TRENTON – A housing advocate said that state Sen. Raymond Lesniak is trying to redirect $20 million from the state’s housing trust fund to aid a private developer renovating apartments down the street from the Democrat’s Elizabeth home.
The criticism came on the same day the Senate Economic Growth Committee, chaired by Lesniak, voted 7-0 to advance his affordable housing bill (S-1) to the full Senate. Critics of the measure charge that it will allow municipalities to create new barriers to building affordable housing, and the Office of Legislative Services concluded that the bill would likely be found unconstitutional.
“This is total hypocrisy,” Fair Share Housing Center Associate Director Kevin D. Walsh said. “In his own backyard, Senator Lesniak wants the state to provide a $20 million bail out to a private housing development. At the same time, he is pushing S-1, which would cut $20 million in annual funding for urban areas in the rest of the state and make it harder to build starter homes and apartments everywhere else.”
“The state should allocate scarce funds through a fair and competitive process like the one that Sen. Lesniak proposes to eliminate through S-1,” Walsh said. “Ad hoc bailouts through earmarks from Sen. Lesniak do not constitute an effective or fair state housing policy.”

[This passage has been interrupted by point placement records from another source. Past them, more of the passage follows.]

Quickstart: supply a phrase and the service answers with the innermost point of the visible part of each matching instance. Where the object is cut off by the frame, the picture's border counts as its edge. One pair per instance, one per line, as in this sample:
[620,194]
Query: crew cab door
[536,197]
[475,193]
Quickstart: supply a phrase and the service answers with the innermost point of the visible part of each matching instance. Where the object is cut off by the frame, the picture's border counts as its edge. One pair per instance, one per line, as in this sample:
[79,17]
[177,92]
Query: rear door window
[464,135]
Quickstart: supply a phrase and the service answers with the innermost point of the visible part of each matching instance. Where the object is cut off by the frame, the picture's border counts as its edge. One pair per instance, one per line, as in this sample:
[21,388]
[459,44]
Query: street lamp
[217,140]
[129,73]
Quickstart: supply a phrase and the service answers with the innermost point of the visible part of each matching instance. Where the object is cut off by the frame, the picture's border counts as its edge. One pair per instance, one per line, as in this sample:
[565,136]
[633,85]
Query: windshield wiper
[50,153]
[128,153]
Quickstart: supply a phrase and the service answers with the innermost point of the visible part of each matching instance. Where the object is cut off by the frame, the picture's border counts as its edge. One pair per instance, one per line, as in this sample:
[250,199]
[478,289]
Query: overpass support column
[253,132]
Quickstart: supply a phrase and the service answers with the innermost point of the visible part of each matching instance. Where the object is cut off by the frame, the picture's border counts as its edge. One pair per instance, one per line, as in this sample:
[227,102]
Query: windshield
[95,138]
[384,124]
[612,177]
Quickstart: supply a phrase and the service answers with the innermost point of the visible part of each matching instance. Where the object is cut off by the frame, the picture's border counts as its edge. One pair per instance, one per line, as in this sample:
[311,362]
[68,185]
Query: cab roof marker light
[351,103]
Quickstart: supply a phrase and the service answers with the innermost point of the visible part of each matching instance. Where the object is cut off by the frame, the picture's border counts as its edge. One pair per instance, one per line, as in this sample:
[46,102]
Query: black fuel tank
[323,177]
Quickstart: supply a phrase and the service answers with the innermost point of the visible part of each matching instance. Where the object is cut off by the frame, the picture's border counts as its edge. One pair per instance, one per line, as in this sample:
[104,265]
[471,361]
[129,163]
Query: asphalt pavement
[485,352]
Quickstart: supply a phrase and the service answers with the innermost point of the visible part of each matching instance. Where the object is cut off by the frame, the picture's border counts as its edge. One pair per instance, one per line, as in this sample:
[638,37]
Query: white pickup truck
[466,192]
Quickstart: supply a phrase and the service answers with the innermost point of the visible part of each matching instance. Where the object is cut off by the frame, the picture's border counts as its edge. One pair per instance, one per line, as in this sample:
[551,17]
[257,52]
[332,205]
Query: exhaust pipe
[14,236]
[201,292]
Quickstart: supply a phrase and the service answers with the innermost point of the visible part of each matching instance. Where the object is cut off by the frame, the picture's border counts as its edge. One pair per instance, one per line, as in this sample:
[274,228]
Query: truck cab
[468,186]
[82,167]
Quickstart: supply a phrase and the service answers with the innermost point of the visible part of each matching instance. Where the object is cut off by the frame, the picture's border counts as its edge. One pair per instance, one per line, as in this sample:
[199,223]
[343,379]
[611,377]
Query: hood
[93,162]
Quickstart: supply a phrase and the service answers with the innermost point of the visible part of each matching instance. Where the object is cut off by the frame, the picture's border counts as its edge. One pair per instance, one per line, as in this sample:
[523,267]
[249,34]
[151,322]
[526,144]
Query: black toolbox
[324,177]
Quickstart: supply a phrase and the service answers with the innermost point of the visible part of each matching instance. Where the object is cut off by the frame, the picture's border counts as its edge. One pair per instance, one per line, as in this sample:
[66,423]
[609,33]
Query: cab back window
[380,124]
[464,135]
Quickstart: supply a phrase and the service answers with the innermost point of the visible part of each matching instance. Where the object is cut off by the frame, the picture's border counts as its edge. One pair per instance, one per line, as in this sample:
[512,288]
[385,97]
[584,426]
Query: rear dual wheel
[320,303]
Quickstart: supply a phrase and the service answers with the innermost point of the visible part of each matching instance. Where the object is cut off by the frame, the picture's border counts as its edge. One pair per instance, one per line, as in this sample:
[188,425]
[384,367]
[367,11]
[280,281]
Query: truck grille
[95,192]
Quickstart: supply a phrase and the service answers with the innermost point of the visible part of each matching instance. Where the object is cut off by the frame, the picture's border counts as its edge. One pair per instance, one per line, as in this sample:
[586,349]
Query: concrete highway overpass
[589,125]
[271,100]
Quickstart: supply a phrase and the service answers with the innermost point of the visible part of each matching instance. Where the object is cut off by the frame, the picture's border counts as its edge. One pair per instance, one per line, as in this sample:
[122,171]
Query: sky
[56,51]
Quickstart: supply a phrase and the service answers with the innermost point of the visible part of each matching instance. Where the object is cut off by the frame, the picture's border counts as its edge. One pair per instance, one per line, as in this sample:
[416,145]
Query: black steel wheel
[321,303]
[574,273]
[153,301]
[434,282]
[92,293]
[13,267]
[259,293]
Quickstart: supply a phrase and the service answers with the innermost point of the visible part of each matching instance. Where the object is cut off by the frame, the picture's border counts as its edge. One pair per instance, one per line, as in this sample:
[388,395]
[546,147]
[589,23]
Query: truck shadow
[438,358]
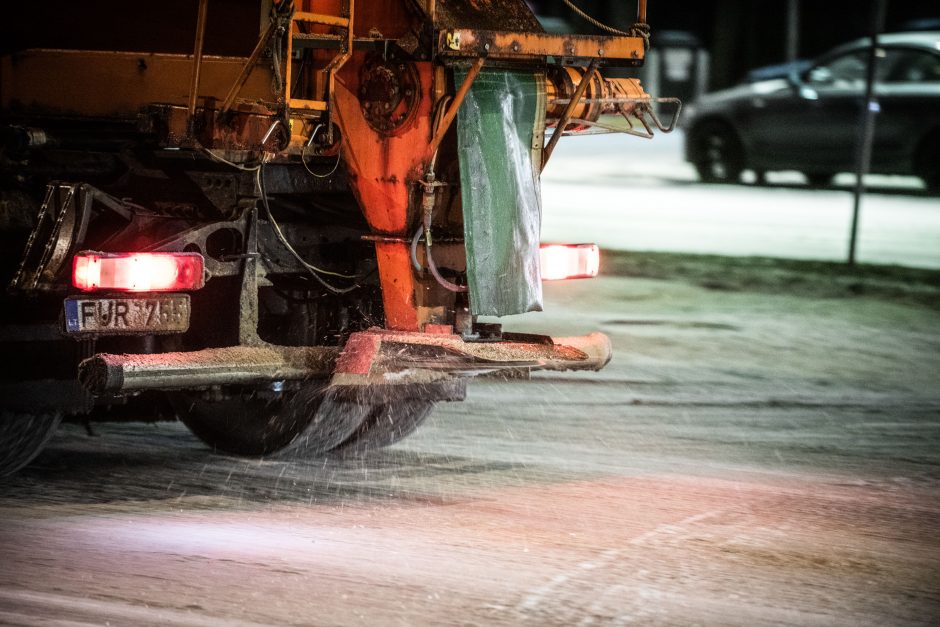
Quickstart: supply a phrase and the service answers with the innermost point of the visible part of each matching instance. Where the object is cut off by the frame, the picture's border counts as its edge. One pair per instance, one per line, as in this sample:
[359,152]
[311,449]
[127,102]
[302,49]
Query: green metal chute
[500,135]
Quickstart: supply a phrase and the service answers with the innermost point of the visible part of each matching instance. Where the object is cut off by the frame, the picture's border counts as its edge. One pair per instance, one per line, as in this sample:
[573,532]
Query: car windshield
[894,65]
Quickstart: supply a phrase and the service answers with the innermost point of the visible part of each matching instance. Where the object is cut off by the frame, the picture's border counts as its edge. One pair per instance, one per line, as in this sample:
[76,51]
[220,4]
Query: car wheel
[719,153]
[819,179]
[928,162]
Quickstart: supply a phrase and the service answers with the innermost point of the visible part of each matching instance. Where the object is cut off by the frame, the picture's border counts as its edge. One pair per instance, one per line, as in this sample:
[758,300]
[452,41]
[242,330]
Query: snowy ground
[746,459]
[626,193]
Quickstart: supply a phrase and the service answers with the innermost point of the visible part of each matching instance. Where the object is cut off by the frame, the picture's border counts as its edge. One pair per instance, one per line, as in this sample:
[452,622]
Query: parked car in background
[809,120]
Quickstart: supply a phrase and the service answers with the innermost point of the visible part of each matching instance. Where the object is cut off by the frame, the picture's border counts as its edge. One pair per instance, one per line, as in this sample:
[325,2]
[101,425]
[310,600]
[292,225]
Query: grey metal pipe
[245,365]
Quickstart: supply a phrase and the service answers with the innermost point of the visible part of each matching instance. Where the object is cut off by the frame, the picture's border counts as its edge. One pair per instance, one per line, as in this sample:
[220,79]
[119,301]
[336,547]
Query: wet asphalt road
[746,459]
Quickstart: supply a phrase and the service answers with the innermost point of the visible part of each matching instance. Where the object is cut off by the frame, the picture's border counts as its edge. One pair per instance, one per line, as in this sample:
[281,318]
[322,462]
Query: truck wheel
[22,437]
[719,156]
[305,422]
[928,162]
[389,423]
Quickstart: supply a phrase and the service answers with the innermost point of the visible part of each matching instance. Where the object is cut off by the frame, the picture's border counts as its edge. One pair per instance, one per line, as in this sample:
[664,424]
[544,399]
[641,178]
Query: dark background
[744,34]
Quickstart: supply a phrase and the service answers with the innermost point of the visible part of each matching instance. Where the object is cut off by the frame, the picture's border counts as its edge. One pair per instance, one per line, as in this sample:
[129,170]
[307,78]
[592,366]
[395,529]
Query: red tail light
[571,261]
[138,272]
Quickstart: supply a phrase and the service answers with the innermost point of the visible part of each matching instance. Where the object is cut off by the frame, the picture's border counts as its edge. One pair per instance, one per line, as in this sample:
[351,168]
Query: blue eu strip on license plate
[164,313]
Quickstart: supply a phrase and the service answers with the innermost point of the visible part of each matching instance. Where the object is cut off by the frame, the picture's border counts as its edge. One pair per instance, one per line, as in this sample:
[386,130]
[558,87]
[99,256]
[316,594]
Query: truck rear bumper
[376,357]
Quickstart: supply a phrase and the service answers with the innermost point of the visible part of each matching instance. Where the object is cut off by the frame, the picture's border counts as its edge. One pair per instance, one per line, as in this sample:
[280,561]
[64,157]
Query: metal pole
[866,123]
[793,30]
[197,56]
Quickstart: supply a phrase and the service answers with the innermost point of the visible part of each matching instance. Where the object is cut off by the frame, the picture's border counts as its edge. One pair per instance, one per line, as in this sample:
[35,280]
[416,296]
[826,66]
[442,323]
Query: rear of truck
[282,221]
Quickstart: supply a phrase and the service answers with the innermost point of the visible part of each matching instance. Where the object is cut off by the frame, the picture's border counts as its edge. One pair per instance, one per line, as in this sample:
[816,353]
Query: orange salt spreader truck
[279,221]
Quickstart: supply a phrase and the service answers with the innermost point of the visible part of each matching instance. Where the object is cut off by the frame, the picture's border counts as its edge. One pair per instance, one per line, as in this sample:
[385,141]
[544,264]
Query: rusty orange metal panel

When asked about Walsh’s statements, Lesniak told a Star-Ledger reporter “I don’t comment on anything that person says, ever. He’s a mean-spirited, evil human being.” He also told the reporter that Walsh is “a stupid imbecile.”

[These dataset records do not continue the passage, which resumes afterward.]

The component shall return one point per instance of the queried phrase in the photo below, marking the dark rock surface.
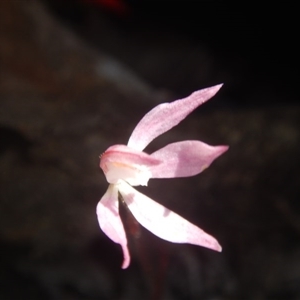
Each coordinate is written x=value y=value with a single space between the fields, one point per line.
x=62 y=103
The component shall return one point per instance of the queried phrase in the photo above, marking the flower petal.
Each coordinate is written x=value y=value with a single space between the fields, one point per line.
x=183 y=159
x=167 y=115
x=120 y=162
x=110 y=221
x=163 y=222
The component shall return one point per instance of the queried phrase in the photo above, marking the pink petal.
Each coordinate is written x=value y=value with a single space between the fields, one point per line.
x=110 y=221
x=120 y=162
x=167 y=115
x=163 y=222
x=128 y=156
x=186 y=158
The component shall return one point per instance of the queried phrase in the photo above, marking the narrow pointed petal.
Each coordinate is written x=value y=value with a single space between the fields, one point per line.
x=111 y=223
x=163 y=222
x=167 y=115
x=183 y=159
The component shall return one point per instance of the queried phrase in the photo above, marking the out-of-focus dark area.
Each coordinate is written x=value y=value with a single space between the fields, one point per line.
x=77 y=76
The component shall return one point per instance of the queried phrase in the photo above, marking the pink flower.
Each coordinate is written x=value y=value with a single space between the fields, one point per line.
x=127 y=166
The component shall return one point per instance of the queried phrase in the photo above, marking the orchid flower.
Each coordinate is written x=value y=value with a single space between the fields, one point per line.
x=127 y=166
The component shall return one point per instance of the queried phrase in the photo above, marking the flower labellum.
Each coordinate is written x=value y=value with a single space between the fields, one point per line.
x=127 y=166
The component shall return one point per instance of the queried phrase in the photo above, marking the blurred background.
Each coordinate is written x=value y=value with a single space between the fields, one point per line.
x=77 y=76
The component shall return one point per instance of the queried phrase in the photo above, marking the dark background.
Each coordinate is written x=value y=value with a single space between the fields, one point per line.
x=76 y=77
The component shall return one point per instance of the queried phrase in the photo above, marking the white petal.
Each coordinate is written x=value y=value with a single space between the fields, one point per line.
x=167 y=115
x=186 y=158
x=163 y=222
x=110 y=221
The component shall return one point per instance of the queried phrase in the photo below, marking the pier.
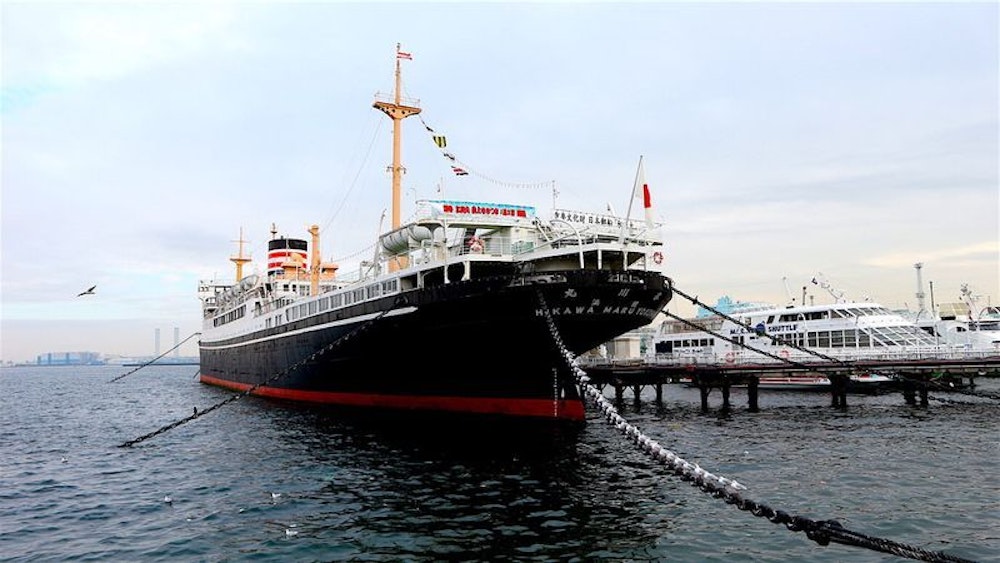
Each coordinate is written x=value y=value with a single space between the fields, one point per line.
x=911 y=376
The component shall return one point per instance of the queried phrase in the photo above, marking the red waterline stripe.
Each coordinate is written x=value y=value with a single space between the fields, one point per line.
x=541 y=408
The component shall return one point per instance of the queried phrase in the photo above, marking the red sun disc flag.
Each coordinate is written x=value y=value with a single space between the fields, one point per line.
x=647 y=200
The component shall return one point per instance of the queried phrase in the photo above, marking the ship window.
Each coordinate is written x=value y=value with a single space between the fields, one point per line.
x=837 y=338
x=824 y=339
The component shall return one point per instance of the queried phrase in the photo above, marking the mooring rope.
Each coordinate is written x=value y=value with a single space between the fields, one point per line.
x=150 y=362
x=820 y=531
x=322 y=351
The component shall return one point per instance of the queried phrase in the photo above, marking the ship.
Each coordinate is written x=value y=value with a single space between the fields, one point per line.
x=470 y=308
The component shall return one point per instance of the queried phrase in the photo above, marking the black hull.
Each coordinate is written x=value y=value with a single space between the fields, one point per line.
x=479 y=346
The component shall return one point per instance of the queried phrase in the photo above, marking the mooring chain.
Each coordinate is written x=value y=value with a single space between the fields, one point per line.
x=684 y=468
x=322 y=351
x=820 y=531
x=178 y=345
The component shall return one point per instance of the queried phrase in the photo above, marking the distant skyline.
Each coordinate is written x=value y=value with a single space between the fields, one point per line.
x=781 y=141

According to Walsh, Lesniak introduced a bill, S-1889, that would transfer $20 million in payments of $5 million a year for each of the next four years from the state’s Affordable Housing Trust Fund to renovations of the Oakwood Plaza Apartments down the street from Lesniak’s Elizabeth home. The bill passed the Senate Economic Growth Committee, which Lesniak chairs, on May 13 and now awaits action on the floor of the Senate and in the Assembly.
In January 2009, the Union County Freeholders authorized $20 million in bonds to renovate the apartments. The proceeds of the bond went to a private developer, Community Investment Strategies (CIS). The deal was structured so that if CIS didn’t pay the funds back, Union County and Elizabeth taxpayers would be required to pay back the funds to the bondholders, which enabled the bond to win a favorable rating from Wall Street ratings agencies based on “the county guarantee to levy ad valorem taxes to assure timely debt service payments.”
In March 2010, CIS lost a statewide competition for financing through the Low Income Housing Tax Credit program. Lesniak introduced S-1889 shortly after.